Incubating the eggs can be done with specific Rhea ones, or a customized chicken egg incubator. It is important that contamination be kept to the greatest minimum possible during the incubation and birth stages, lack of sanitation can lead to an out of control mortality rate. Make sure when you're introducing chicks that you pair them up with a male or an older animal, who act as "tutors". The males brood with them. The chicks need space to exercise and forage and should be encouraged to do so. Generally speaking these animals are docile and even affectionate, but within limits as they are not very intelligent. They're also good at warding off predators if you choose to keep them near cattle or sheep.
Rhea beef and leather are hot commodities. The meat produced by Rhea has been compared to red meat, but has far less fat and cholesterol. The feathers and leather produced by Rheas are also popular in everything from fashion to car painting. When I raised them there was a massive demand for this type of exotic meat, which went down for a few years but is today on the rise once again. This animal is capable of turning over your investment in a wide variety of ways, as virtually every part of it can be used. In Argentina, they have even started importing the Rhea's feet, which are eaten in soup in Asia for medicinal purposes.
There are some downsides to these animals and things to look out for. First of all, do not go near their legs unless you know what you're doing. Their claws are extremely sharp, capable of doing critical damage to humans including disembowelment. Rheas won't attack without good reason, people that have tried to taunt them or harass them have been known to especially deal with the vicious side of the bird.

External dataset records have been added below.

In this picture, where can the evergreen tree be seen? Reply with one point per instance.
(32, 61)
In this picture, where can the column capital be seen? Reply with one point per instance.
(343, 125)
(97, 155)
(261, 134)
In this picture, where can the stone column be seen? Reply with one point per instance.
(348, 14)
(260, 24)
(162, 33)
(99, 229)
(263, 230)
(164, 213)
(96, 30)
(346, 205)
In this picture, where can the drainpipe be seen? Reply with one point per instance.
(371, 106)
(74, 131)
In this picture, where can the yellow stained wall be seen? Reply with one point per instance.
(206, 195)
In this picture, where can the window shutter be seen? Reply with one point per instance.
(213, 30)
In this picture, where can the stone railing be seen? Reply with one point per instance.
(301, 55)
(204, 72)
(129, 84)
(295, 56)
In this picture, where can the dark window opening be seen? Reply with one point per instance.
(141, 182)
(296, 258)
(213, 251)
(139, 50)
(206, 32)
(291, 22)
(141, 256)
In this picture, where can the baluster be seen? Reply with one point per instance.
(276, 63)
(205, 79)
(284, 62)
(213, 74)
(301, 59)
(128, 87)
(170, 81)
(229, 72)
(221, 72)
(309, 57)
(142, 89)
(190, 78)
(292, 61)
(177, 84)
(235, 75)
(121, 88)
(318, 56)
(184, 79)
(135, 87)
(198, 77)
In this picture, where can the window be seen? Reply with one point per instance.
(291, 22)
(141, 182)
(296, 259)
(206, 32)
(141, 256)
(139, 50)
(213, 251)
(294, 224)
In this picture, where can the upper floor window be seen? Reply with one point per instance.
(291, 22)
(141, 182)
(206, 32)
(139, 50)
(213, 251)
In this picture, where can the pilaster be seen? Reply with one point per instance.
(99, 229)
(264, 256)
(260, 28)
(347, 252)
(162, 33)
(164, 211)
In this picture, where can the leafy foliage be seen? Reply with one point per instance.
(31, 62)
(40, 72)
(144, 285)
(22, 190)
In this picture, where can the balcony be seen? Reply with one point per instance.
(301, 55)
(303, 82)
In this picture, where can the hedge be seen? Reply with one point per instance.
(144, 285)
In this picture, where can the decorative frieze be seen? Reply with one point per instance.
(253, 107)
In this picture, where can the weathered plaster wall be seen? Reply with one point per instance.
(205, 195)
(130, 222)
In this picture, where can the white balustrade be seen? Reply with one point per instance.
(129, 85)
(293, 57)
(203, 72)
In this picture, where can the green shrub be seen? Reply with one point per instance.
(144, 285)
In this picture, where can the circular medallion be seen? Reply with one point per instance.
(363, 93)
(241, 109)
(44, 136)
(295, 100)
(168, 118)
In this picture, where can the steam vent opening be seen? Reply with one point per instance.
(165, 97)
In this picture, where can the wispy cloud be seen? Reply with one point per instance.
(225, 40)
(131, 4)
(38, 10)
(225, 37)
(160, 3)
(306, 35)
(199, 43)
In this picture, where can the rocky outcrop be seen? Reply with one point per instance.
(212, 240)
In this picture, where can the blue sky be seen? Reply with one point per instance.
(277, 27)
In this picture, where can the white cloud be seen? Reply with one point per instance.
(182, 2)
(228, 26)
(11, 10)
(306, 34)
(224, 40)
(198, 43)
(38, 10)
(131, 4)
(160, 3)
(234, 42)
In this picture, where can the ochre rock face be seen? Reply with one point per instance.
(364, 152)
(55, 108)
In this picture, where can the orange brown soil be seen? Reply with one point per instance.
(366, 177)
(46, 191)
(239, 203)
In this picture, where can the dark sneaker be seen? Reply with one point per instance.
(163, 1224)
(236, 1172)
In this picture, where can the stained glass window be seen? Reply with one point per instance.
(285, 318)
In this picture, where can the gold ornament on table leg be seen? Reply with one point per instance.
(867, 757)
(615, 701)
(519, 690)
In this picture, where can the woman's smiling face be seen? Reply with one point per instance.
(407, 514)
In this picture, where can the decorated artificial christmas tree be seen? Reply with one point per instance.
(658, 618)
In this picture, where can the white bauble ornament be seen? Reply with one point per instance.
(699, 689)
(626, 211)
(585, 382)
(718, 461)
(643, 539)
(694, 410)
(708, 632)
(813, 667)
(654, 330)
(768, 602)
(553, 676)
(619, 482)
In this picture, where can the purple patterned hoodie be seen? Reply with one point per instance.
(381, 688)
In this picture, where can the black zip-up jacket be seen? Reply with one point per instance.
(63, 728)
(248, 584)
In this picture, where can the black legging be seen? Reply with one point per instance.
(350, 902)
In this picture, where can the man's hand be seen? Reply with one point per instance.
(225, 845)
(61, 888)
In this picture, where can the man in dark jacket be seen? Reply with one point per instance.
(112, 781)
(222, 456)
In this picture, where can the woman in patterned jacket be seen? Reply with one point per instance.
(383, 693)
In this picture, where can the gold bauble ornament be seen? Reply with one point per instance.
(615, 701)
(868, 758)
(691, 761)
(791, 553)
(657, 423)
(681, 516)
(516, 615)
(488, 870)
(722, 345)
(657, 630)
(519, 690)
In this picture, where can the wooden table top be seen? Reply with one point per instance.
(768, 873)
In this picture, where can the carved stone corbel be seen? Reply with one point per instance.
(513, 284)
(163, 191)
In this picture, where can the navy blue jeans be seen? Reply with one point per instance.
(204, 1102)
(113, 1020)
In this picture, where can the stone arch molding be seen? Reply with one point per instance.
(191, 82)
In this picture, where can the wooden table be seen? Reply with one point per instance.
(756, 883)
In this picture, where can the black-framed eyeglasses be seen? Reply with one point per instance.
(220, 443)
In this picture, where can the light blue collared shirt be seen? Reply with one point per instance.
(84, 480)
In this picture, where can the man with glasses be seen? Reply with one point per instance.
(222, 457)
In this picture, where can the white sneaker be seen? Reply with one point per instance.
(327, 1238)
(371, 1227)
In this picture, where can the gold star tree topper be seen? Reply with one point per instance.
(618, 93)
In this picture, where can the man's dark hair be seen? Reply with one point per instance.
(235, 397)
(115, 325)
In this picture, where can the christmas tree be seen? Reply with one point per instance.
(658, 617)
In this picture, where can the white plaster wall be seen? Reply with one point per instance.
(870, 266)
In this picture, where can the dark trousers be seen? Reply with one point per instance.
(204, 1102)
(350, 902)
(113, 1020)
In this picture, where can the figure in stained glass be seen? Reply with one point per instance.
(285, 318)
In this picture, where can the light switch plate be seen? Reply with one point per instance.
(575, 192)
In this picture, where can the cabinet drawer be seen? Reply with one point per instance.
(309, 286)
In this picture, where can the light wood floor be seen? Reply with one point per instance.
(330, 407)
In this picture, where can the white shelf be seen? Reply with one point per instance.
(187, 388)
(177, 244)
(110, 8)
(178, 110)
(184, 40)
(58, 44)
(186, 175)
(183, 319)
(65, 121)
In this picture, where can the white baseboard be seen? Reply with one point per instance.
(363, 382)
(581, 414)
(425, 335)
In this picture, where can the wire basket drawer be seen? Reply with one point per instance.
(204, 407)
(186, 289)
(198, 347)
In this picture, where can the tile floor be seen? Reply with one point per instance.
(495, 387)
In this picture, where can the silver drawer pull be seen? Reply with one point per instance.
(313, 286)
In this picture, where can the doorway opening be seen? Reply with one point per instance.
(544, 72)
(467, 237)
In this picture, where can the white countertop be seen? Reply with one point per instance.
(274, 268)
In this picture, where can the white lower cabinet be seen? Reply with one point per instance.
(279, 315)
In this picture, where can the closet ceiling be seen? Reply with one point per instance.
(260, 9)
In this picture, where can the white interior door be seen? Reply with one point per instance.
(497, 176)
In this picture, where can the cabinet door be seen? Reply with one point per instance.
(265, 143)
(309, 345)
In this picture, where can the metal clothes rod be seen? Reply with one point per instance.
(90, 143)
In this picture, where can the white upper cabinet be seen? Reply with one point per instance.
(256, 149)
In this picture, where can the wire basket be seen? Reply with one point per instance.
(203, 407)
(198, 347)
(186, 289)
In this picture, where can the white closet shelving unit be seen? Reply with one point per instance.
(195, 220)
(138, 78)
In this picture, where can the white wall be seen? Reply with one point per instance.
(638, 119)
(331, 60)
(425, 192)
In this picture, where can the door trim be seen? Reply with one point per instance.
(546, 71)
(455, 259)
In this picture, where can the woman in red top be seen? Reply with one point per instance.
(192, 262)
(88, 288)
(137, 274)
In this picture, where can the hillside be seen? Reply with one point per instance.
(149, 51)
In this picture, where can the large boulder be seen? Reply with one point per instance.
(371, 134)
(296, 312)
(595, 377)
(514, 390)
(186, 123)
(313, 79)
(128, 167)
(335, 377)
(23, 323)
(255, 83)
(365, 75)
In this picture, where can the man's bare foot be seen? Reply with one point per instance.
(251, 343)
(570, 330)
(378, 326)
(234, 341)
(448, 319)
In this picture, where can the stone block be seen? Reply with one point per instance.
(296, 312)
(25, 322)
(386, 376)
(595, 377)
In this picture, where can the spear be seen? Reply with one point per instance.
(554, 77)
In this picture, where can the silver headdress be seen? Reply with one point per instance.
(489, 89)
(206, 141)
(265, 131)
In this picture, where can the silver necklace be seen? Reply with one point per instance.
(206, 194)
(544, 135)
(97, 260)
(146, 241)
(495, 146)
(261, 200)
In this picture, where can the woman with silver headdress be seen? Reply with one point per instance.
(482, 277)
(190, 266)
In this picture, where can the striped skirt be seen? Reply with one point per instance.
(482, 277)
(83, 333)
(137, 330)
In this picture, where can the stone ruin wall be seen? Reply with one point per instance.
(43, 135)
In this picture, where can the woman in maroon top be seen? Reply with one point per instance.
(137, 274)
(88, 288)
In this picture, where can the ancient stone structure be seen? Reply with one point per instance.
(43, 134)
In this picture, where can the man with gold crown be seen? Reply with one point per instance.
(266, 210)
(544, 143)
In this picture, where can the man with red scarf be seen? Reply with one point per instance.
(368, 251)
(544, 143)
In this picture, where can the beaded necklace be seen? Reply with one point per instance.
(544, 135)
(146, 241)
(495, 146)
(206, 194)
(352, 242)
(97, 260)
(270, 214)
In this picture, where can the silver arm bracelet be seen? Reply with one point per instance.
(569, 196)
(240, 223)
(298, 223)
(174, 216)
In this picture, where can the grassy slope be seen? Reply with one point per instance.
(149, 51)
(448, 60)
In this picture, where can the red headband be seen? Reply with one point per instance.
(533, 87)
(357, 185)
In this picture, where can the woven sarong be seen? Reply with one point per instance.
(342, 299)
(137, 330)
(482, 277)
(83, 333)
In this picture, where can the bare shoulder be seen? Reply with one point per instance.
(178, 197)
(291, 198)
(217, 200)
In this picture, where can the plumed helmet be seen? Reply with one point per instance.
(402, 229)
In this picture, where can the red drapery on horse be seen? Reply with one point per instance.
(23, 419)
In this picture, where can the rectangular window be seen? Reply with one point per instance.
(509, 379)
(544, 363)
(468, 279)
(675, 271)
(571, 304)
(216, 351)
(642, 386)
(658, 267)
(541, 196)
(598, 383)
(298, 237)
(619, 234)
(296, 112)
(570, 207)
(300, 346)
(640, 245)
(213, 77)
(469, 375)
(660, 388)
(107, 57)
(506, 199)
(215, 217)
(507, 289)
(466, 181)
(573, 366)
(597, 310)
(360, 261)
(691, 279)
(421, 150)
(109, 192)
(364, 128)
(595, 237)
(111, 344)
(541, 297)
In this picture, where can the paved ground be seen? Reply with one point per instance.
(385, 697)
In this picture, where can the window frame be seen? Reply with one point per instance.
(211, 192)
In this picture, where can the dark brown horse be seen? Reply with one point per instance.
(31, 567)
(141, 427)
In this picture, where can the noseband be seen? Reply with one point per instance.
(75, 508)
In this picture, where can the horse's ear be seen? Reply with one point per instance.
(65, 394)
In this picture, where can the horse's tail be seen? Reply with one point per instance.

Raising Rhea can have high start up costs and requires patience, so those looking for a quick buck should not raise these birds. The meat is exotic and expensive at the moment, due to a global shortage of Ostrich meat, and the various other uses of the animal can bring a big pay day that you will not regret. Rhea also love to test boundaries. Make sure to teach them not to press up or push against the fence..
From JoeyGibson May 12 2014 11:32PM
Aztec & Inca
I looked after 2 Rhea for a couple of years. I found them very easy to look after, in the vein of most livestock; straw in a stable for night time, and a bit of paddock for grazing during the day. They were easy to feed, seeming to enjoy a multi-purpose pellet feed, they were very good at foraging for any extras as well, and they are incredibly hardy. They seem to be suited to adapting to the British weather. They are also happy to be in with other livestock animals (goats and sheep were fine, although I would imagine something bigger than that might unsettle them). The only issue I found with them was their aggression. They were easy to herd, but if you got close enough, they pecked at you constantly - which was incredibly painful! Good livestock animal, but keep an eye on where their beaks are!.